Federal police officers leave the headquarters of Eletrobras’ Eletronuclear division in Rio de Janeiro, Brazil, yesterday.

Reuters/Curitiba, Brazil

Brazilian police yesterday arrested two executives involved in building a nuclear power plant for Eletrobras, pulling the state-run utility into a corruption scandal that has engulfed government-owned oil company Petrobras.
The arrests come as federal police follow allegations that a price-fixing, bribery and political kickback scheme they discovered at Petrobras extends to other state-led firms, including Eletrobras, Brazil’s largest utility.
“This is the first step in investigating the energy sector,” federal police agent Igor Romario de Paulo said in a press conference.
Yesterday’s operation, named “Operation Radioactivity,” focused on Eletrobras’ Eletronuclear division, which is building a third nuclear-power reactor at Angra dos Reis, about 100kms west of Rio de Janeiro.
Police detained Eletronuclear chief executive Othon Luiz Pinheiro da Silva, currently on leave.
A prosecutor alleged that da Silva received 4.5mn reais ($1.2mn) in bribes from engineering firms Andrade Gutierrez and Engevix.
Federal prosecutor Athayde Ribeiro Costa told journalists that police also had arrested Andrade Gutierrez executive Flavio Barra yesterday.
Andrade Gutierrez, Brazil’s No. 2 engineering firm, said in a statement it had always co-operated with investigators.
Its chief executive is among the engineering executives who have been arrested as part of the probe linked to Petrobras, formally known as Petroleo Brasileiro SA. More than two dozen lawmakers, mostly from President Dilma Rousseff’s ruling coalition, also have been implicated.
Ribeiro Costa said police also are investigating UTC Engenharia, Odebrecht, Camargo Correa, Queiroz Galvao, and Engevix, many of whose executives have been accused in other parts of the probe.
Eletrobras, which is formally known as Centrais Eletricas Brasileiras SA, declined to comment.
Besides the arrests, the operation included 23 search and seizure warrants in Brazil’s largest cities, according to a Federal Police statement.
The detainees will be taken to Curitiba, the capital of Brazil’s southern Paran? state, where the federal judge leading the case is based.
Allegations of bribery are the latest woes to hit the Angra 3 plant, a third reactor under construction at the country’s only nuclear power facility.
Angra 3 was shelved more than two decades ago as Brazil entered a debt and inflation crisis that stalled infrastructure spending, but Luiz Inacio Lula da Silva’s government revived the project in the early 2000s.
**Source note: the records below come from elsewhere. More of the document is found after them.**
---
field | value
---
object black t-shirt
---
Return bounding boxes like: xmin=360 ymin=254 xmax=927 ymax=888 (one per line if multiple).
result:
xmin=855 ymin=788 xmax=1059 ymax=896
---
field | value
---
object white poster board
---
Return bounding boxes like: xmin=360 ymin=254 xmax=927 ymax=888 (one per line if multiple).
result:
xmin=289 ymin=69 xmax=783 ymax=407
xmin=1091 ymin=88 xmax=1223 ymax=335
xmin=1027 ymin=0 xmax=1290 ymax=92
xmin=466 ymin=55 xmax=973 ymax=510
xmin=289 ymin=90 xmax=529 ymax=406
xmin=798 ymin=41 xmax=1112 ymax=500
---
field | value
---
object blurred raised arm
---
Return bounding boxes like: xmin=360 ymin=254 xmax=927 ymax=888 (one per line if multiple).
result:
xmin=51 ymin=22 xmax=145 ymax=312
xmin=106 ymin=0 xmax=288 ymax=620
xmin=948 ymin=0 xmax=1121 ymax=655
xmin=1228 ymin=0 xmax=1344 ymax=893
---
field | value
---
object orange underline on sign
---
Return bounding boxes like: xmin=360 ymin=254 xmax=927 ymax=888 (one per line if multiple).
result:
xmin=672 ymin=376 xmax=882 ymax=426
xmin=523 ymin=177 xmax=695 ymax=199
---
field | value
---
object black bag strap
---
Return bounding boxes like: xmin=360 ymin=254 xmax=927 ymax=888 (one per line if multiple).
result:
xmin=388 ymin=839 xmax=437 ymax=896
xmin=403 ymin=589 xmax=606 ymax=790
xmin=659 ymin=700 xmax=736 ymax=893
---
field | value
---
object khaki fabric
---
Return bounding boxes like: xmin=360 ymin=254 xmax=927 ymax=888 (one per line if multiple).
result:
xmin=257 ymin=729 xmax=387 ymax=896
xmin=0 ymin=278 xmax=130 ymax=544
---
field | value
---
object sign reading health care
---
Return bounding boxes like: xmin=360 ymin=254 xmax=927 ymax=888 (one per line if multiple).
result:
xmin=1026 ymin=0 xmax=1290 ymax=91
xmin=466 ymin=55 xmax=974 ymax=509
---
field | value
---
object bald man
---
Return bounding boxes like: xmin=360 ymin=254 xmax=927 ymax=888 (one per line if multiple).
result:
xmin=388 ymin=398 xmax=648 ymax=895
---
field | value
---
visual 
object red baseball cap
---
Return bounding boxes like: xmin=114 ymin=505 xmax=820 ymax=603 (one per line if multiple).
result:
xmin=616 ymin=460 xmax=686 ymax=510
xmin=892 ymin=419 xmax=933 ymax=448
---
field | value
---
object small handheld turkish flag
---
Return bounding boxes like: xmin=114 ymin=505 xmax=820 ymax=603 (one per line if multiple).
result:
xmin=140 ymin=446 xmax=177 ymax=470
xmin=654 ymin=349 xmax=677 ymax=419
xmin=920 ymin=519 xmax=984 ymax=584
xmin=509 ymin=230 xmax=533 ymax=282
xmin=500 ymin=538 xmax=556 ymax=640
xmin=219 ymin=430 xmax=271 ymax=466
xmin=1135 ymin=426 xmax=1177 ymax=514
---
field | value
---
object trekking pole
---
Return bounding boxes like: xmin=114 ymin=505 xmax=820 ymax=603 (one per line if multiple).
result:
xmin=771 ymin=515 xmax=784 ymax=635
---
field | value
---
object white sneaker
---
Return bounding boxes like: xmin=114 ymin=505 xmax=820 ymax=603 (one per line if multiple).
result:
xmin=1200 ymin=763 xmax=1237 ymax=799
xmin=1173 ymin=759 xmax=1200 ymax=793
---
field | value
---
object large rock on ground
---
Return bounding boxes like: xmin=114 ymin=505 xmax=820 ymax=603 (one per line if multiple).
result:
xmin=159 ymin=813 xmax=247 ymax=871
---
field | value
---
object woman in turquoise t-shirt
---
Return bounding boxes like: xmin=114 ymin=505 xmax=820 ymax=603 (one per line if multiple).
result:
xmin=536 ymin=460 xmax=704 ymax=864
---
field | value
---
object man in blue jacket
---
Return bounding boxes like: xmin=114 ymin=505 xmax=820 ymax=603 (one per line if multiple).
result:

It has faced repeated delays and cost overruns.
The budget for the most recent phase of Angra 3 has risen to 14bn reais from 7.2bn reais in 2008, according to Eletronuclear.
Energy Minister Eduardo Braga said in May that it would be the country’s last nuclear power station built as a public works project, as the government looks to private investors to backstop an overburdened electricity system based on hydropower.
French nuclear energy company Areva, which signed a 1.25bn euro contract to supply engineering services and components in 2013, said last month it had reduced work on Angra 3 because of financing delays.